Okay, so this program started four years ago when we were all very
excited about building AGI as soon as possible and where people talk about
safety much less but nevertheless I mean the high-level goal remained. It's just
how you go about that. So the goal of building not narrow but broad systems
that can just do bunch of stuff and that stuff is useful is still there and
making systems sufficiently autonomous so people do not have to babysit them
all the time is still there. So the question is just how you go about that
so it also is reasonably safe. And one of the high-level
motivations for this program was that we try to see how do we relate to their
natural intelligence. I mean it's high-level ultimate question what's
invariant. If you do invariant risk minimization type of thing on multiple domains of intelligence,
natural intelligence is not going to be the same as the natural intelligence of
natural and artificial. What's going to be the set of invariant features? I know,
good question. And we're all trying to figure it out but it's kind of what was
driving us and why, a perspective that looks at the artificial systems and
natural systems from somewhat dynamical system perspective, that was
one of the guiding ideas here. But I want to talk about basically
keeping in the mind that networks we have right now are very very different
from networks in our brain or even networks in larval zebrafish.

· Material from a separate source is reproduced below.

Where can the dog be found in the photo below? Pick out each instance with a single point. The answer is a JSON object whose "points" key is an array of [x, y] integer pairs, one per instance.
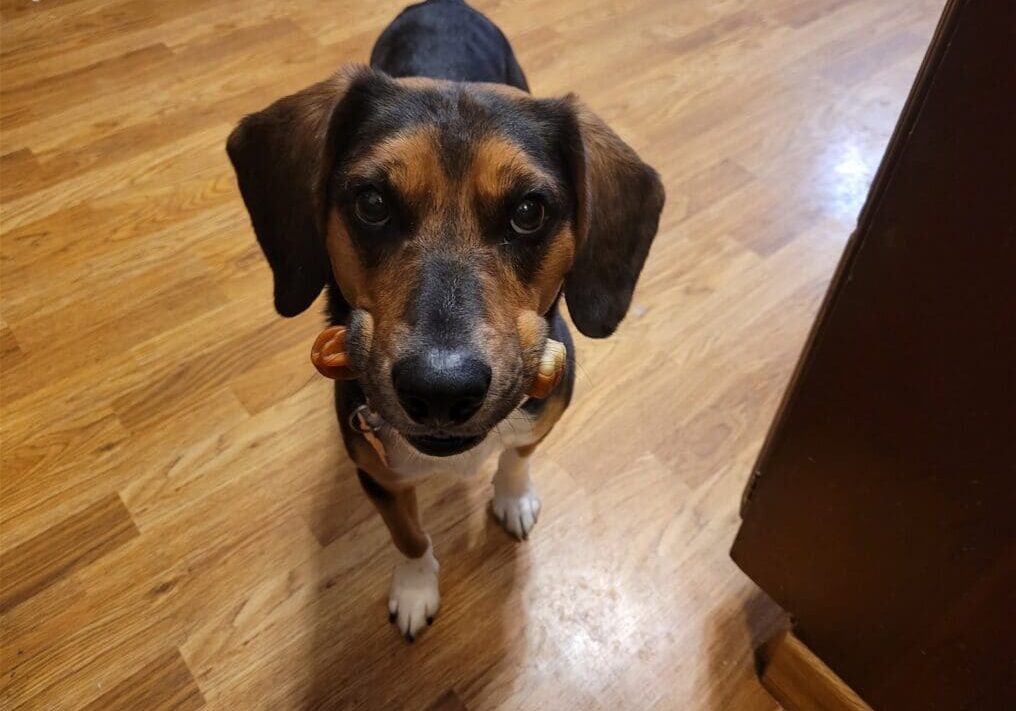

So those things they always active and
they constantly never stopping sending messages which is not the case
with our transformers and so on. So that's something to keep in mind whether
you want to improve capabilities of current systems or whether you're really
worried what the systems can start doing on their own. I think unless they have this inherent intrinsic dynamics,
they are much less capable of doing things on their own,
but that's just an opinion. Moving on to... I wanted to make this point
early on because I know I'm going to run out of time. The point is that yes I
totally understand and very much kind of into doing research on safety and
alignment and I think that should be done together with developing
capabilities. That's not necessarily an orthogonality hypothesis that it's one
or another. It can be both. You just need to figure out how to do it. And
I would say I'm more like a techno-optimist. And the blueprint for the
post-singularity future is the old story gentle seduction by Mark Stiegler. Where
yes, there are risks of going into trajectories where people go too fast and
without caution and it doesn't end well. But there are also other cases when
people are too fear-filled and it doesn't end well either. So caution without fear.

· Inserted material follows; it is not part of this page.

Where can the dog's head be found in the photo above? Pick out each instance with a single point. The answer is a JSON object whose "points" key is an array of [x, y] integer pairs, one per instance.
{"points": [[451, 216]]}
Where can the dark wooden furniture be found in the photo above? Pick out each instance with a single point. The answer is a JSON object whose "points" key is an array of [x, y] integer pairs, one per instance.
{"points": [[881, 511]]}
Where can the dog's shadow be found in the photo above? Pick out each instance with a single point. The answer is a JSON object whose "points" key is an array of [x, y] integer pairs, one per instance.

That's kind of conclusion there. I don't have much time to go through all the technical details but
essentially we were working on all the aspects as many others in the field that
try to improve the generalization abilities in general sense. Whether it's
out of distribution, whether it's domain adaptation, meta-learning, transfer
learning. It's all about generalization just like good old statistics from 1950s.

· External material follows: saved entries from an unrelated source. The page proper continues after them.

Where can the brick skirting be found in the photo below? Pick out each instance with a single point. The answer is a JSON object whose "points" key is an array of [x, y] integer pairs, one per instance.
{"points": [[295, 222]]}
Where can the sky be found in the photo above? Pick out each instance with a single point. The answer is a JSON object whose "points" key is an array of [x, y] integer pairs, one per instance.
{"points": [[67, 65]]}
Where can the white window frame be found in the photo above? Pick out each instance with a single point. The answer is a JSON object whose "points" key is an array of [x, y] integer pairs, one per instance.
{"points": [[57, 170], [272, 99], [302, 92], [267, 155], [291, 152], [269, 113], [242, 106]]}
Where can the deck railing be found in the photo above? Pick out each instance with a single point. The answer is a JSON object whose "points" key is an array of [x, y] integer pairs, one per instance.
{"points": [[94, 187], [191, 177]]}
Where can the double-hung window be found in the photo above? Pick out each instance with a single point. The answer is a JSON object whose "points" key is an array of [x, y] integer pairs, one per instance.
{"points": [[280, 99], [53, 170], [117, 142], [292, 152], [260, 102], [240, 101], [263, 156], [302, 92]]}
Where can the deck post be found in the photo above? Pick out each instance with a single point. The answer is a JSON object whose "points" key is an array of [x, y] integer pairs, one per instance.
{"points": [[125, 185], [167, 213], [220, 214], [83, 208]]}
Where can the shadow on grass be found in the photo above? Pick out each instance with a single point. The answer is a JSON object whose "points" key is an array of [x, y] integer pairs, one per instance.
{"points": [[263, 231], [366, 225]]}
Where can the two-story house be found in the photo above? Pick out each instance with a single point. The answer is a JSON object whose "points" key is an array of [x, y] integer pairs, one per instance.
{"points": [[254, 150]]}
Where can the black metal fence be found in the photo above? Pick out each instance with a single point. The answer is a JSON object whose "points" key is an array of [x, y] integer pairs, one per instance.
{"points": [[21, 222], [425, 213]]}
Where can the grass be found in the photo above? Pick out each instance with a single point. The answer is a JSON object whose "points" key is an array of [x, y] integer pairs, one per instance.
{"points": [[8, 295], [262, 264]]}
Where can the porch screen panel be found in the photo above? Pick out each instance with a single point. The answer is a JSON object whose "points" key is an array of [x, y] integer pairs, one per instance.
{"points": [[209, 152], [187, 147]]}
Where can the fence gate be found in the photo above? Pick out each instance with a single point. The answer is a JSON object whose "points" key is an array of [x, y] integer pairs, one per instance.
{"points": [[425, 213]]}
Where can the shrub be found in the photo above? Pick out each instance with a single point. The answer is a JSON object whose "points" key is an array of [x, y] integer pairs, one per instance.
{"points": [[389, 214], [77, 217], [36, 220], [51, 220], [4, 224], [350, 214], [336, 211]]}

It was always about that. But then recently we have this Cambrian explosion of systems that
suddenly generalize so much better than they did several years ago. And they do it
because of scale and you don't even need a transformer. You can take a NLP, scale it,
and it improves quite a lot. So the next question is, okay, so can we
understand scaling and - for both capabilities and alignment purposes -
can we learn, can we figure out how those systems actually develop? Can we predict their behavior?
Can we come up with scaling laws not just for simple situations but for some complex non-linear one?
There is a long, interesting history of scaling laws. It didn't start just with Jared Kaplan's paper in 2020.
It started way back with Corinna Cortes and Vladimir Vapnik in 1994.
And I'd be happy to talk about that history with you if you have questions. But the thing is now things are getting complicated.
You see papers on emergent behaviors although it's sometimes debatable what metrics are used on y-axis.
You see papers on groking which look like second order phase transitions.
You see GPT-3 up to a certain size not getting arithmetic and after a certain size suddenly getting it.
The question is how do you understand the model depth?
So what we focus on in our group most recently is trying to understand, derive, and predict scaling laws for various behaviors, both open books and closed books.
Open books, I'm skipping, is looking at the patterns of the dynamics of the learning
and those patterns may be sometimes very predictive about upcoming phase transitions
like high oscillations early on in the loss, pretty much telling about groking.
But if you don't have access to the system, it's somebody else's system,
and you want to predict its behavior, you need closed box. Closed box is classical scaling laws, but they have to be generalized
to nonlinear, non-trivial cases. And the recent work from ICLR this year
is pretty much an empirical paper that shows that a more general class of functions beyond power loss,
essentially smoothly broken power loss, seem to cover pretty much everything that you can see in the literature right now.
And it can even cover non-monotonic behaviors of double descent, multiple descent, and those phase transitions under certain conditions as well.
So that's pretty much it.
And the rest of this talk, you can listen to it on Friday in the Scaling and Open Source Workshop,
because the second part is about how do we actually build those systems and on what kind of supercomputers.